A day before the court-ordered deadline, the government filed a lengthy and sharply worded response on Thursday to the merits brief submitted in March by attorneys for Sholom Rubashkin. In that legal filing, Rubashkin asked for a new sentencing hearing in light of startling revelations.

In the 112-page filing, the government repeatedly insists that Rubashkin’s request for a new sentence should be denied, as should his requests for discovery or an evidentiary hearing.

A legal observer who has followed the Rubashkin case for many years but is not affiliated with his defense team, told Hamodia that, “I have seen my share of strongly worded legal briefs over the years, but this is unusual. They are clearly very much on the defensive.”

In their merits brief, the Rubashkin legal team, headed by Gary Apfel, an attorney in Los Angeles, and Stephen Locher, an attorney in Des Moines, Iowa, submitted what it described in the court papers as overwhelming evidence that the prosecutors wrongfully interfered in the Agriprocessors bankruptcy proceedings, intimidating potential buyers and thereby substantially decreasing the ultimate sale price. In addition, they charged that, at Rubashkin’s sentencing, the prosecutors knowingly presented false testimony to conceal the impact their actions had on the loss incurred by the victim bank – thereby misleading the judge into laying the blame on Rubashkin and sentencing him to 27 years in prison.

This evidence included detailed notes from a meeting between prosecutors and the bankruptcy trustee, in which prosecutors imposed precisely the restrictions they later denied to the court as having imposed, a powerful affidavit from Trustee Sarachek supporting Rubashkin’s position, as well as a long list of other supporting affidavits.

“What is telling about the government’s response isn’t as much what they say, but what they don’t say,” says the legal observer, who read the entire brief and spoke on condition of anonymity because of the sensitivity of the case. “The government doesn’t even address the Sarachek affidavit, or many of the other new pieces of evidence. Nor do they really respond to the crux of the argument made by Rubashkin’s lawyers. ”

In their response, the government alleges that Mr. Rubashkin “shamelessly omits dispositive facts – and furtively relies upon documentary evidence without telling the Court the government disclosed the evidence … in advance of sentencing.”

“This is a typical example of the pot calling the kettle black,” says the legal observer. “The government is in fact closing its eyes, refusing to even acknowledge the reams of new evidence that the defense was able to obtain on its own – that should have been provided by the government – and then accusing the Rubashkin lawyers of omitting evidence. In reality, what they refer to as ‘dispositive facts’ don’t even directly relate to the arguments made in the merits brief.”

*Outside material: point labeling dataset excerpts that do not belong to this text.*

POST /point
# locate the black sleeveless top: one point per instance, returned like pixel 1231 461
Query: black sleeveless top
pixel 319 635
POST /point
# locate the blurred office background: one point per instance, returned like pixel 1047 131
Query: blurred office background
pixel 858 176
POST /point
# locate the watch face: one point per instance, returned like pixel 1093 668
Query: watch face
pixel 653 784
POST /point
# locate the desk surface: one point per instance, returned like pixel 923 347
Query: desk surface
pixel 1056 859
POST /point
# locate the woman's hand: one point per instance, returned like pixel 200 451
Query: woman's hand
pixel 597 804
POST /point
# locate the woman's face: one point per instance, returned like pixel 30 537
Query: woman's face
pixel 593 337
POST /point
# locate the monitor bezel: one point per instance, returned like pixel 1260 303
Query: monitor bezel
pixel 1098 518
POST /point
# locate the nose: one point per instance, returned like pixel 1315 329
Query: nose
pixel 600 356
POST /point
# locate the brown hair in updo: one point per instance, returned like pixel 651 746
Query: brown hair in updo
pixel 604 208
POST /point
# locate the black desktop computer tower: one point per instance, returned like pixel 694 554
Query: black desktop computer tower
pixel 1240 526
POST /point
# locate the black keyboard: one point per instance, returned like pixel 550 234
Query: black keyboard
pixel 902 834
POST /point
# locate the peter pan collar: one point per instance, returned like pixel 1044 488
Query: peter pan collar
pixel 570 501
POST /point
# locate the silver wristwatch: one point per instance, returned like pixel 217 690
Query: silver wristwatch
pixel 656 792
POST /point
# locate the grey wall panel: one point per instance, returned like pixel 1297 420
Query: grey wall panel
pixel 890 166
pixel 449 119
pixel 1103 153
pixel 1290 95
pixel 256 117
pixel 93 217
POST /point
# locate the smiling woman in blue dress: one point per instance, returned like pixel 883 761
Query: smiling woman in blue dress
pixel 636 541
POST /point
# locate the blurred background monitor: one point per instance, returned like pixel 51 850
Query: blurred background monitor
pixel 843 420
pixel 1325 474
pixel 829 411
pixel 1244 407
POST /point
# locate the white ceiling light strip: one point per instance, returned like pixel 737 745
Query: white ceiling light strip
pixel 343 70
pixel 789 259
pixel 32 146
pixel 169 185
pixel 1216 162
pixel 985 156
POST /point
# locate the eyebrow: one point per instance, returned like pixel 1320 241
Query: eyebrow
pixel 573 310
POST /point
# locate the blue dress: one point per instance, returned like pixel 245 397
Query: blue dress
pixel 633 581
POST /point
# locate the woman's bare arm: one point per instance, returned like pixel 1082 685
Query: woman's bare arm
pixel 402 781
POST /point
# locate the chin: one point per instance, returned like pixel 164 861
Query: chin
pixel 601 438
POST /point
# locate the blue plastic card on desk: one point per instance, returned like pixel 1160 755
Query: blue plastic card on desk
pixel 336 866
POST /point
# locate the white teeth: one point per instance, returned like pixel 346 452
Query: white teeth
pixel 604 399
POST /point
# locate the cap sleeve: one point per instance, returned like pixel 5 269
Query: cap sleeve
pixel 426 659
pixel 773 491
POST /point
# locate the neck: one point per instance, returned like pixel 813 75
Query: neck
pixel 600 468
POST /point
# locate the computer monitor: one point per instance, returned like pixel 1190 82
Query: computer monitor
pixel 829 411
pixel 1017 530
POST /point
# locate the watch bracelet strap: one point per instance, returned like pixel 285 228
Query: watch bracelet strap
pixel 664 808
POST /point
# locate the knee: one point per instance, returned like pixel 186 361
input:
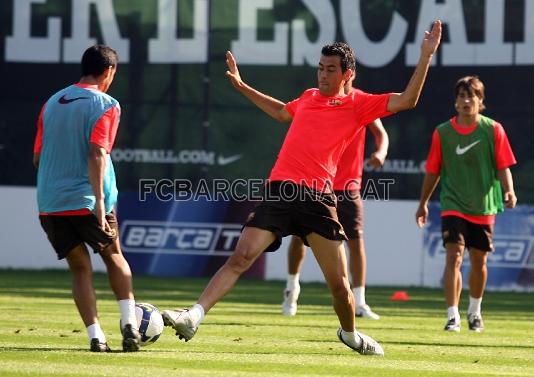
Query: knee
pixel 454 259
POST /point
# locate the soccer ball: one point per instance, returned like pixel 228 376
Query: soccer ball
pixel 149 321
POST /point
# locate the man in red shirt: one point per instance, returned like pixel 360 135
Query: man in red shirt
pixel 471 156
pixel 299 198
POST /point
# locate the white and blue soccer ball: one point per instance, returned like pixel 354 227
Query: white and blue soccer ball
pixel 149 321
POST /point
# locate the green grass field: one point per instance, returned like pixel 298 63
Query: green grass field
pixel 245 334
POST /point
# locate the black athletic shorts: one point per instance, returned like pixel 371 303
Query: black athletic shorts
pixel 288 208
pixel 458 230
pixel 67 232
pixel 350 212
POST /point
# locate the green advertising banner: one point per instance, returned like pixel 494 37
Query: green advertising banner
pixel 181 117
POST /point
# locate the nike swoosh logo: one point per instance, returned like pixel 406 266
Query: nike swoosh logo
pixel 221 160
pixel 460 151
pixel 65 101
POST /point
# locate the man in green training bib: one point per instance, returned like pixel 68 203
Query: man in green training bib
pixel 471 155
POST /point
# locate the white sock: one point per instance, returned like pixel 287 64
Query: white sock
pixel 351 337
pixel 197 314
pixel 127 308
pixel 475 305
pixel 452 312
pixel 359 296
pixel 95 331
pixel 293 282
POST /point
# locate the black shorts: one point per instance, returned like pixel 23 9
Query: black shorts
pixel 455 229
pixel 67 232
pixel 350 212
pixel 288 208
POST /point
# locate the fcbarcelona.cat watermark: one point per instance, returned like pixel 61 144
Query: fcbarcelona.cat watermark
pixel 240 190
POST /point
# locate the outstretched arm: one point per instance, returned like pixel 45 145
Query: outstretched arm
pixel 408 99
pixel 271 106
pixel 429 185
pixel 381 142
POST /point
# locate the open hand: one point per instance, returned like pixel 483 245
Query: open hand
pixel 421 215
pixel 377 159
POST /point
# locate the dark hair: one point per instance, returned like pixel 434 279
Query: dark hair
pixel 343 50
pixel 473 86
pixel 97 58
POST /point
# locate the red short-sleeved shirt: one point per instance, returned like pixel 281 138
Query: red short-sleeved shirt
pixel 321 130
pixel 504 158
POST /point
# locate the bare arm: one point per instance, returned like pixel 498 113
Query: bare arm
pixel 507 183
pixel 271 106
pixel 409 98
pixel 429 185
pixel 381 142
pixel 97 168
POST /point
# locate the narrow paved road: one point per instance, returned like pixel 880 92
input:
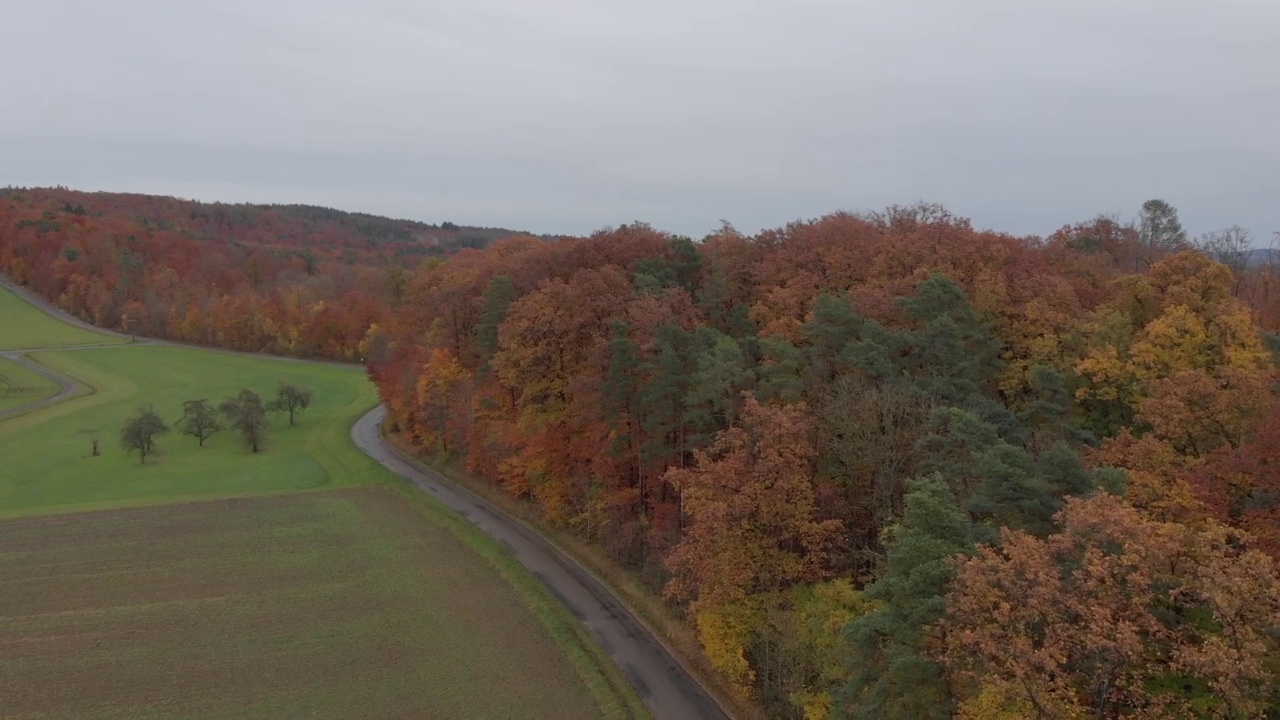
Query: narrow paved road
pixel 667 689
pixel 65 386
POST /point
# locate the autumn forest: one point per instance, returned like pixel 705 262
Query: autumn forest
pixel 885 464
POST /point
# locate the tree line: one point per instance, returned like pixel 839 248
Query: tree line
pixel 886 464
pixel 872 458
pixel 243 413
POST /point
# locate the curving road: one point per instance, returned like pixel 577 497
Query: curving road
pixel 661 680
pixel 666 687
pixel 65 386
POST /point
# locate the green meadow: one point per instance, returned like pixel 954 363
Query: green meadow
pixel 23 326
pixel 49 461
pixel 19 384
pixel 214 582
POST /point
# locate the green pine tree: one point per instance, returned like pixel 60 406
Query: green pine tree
pixel 892 674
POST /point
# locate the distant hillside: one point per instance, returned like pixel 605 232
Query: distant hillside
pixel 279 226
pixel 1264 256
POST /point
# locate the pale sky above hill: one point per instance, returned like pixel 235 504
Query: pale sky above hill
pixel 566 115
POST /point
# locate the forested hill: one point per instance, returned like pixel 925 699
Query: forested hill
pixel 885 464
pixel 280 226
pixel 292 279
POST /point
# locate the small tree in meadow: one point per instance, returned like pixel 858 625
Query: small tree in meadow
pixel 291 399
pixel 199 420
pixel 247 415
pixel 141 431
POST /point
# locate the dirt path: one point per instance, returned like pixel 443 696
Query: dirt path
pixel 667 688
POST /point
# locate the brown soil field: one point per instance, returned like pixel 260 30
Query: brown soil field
pixel 344 604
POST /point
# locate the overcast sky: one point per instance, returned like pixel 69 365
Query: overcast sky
pixel 567 115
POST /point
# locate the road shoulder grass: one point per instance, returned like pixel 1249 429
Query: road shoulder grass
pixel 24 326
pixel 22 386
pixel 344 604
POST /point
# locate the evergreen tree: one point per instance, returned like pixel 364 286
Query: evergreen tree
pixel 663 393
pixel 780 378
pixel 892 671
pixel 718 379
pixel 498 295
pixel 620 384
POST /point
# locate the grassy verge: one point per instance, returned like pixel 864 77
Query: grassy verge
pixel 24 326
pixel 343 604
pixel 49 466
pixel 611 691
pixel 672 629
pixel 19 384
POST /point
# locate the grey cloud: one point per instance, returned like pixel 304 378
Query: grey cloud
pixel 565 115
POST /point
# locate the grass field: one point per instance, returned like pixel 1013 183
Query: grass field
pixel 316 605
pixel 23 326
pixel 19 386
pixel 304 580
pixel 49 465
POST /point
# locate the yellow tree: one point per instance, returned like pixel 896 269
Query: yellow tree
pixel 438 383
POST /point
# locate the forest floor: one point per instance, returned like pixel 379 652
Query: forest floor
pixel 304 580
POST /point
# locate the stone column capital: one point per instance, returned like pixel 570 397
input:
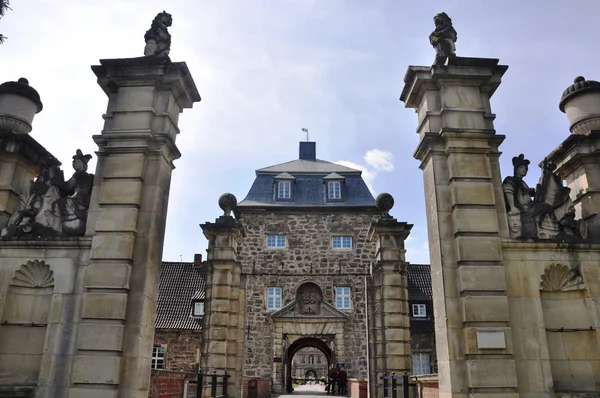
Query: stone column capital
pixel 159 72
pixel 484 73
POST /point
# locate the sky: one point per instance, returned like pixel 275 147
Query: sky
pixel 268 68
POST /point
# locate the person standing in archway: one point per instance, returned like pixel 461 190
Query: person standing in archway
pixel 332 379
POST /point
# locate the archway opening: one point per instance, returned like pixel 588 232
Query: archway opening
pixel 294 348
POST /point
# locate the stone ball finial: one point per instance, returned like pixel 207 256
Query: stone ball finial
pixel 227 203
pixel 385 202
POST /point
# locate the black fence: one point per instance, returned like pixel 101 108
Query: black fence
pixel 398 386
pixel 213 381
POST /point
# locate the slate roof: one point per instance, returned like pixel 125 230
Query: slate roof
pixel 420 292
pixel 308 166
pixel 179 283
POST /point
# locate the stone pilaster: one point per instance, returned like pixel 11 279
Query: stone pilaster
pixel 223 320
pixel 127 217
pixel 466 219
pixel 389 334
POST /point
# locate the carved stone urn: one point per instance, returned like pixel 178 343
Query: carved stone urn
pixel 581 103
pixel 19 102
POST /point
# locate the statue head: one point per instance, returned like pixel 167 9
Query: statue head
pixel 80 160
pixel 441 20
pixel 520 166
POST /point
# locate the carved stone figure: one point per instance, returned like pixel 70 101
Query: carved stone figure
pixel 443 38
pixel 158 38
pixel 54 206
pixel 37 213
pixel 75 202
pixel 549 215
pixel 518 199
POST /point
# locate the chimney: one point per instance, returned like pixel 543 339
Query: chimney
pixel 308 150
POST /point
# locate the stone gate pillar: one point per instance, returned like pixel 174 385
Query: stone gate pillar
pixel 128 209
pixel 466 218
pixel 389 336
pixel 222 332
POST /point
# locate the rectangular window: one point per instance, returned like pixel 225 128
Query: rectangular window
pixel 419 311
pixel 199 308
pixel 275 240
pixel 341 242
pixel 342 298
pixel 335 190
pixel 273 298
pixel 284 190
pixel 421 363
pixel 158 357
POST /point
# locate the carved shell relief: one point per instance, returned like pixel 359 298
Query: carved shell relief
pixel 33 274
pixel 561 277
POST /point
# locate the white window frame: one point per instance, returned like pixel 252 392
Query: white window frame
pixel 419 310
pixel 343 298
pixel 274 298
pixel 421 362
pixel 278 242
pixel 334 190
pixel 344 242
pixel 158 356
pixel 198 305
pixel 284 189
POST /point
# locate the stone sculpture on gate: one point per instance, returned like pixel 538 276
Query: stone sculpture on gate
pixel 443 38
pixel 158 38
pixel 53 206
pixel 546 212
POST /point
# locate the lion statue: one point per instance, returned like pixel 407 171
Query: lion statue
pixel 443 38
pixel 158 39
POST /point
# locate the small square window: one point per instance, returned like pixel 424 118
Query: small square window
pixel 341 242
pixel 342 298
pixel 273 298
pixel 334 190
pixel 419 310
pixel 198 308
pixel 284 190
pixel 421 363
pixel 276 240
pixel 158 357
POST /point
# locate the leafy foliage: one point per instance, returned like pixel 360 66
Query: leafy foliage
pixel 4 6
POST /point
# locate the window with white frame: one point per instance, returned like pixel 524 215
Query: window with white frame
pixel 198 308
pixel 284 190
pixel 158 357
pixel 276 241
pixel 342 298
pixel 341 242
pixel 419 310
pixel 421 363
pixel 273 298
pixel 334 189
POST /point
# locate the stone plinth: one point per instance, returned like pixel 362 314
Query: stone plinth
pixel 127 216
pixel 224 309
pixel 388 303
pixel 466 215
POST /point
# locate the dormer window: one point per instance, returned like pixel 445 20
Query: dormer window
pixel 198 308
pixel 284 187
pixel 334 187
pixel 284 190
pixel 335 190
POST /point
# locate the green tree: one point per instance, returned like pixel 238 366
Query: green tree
pixel 4 6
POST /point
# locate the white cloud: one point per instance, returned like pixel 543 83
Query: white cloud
pixel 380 160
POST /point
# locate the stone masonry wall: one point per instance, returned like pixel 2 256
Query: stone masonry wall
pixel 308 257
pixel 180 354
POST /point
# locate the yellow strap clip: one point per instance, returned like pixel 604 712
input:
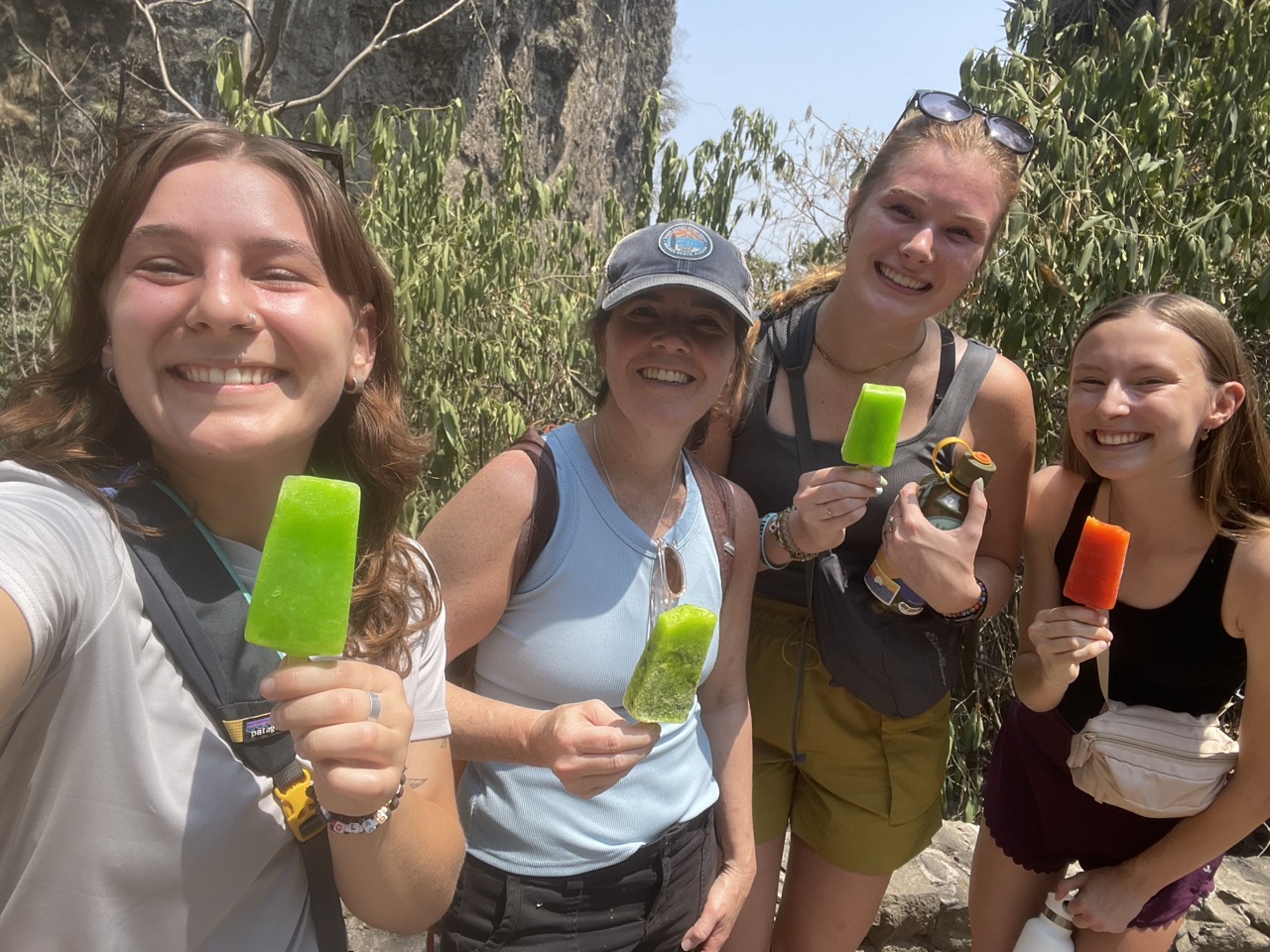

The government response came amid an outpouring of support for Rubashkin from across the legal spectrum. More than one hundred leading American legal experts signed a letter calling on the U.S. Attorney of the Northern District of Iowa to “act to address new troubling evidence of prosecutorial misconduct that has emerged in connection with the prosecution and sentencing of Sholom Rubashkin.”

Rubashkin now has thirty days to respond to the government’s brief. His attorneys declined to comment on the case.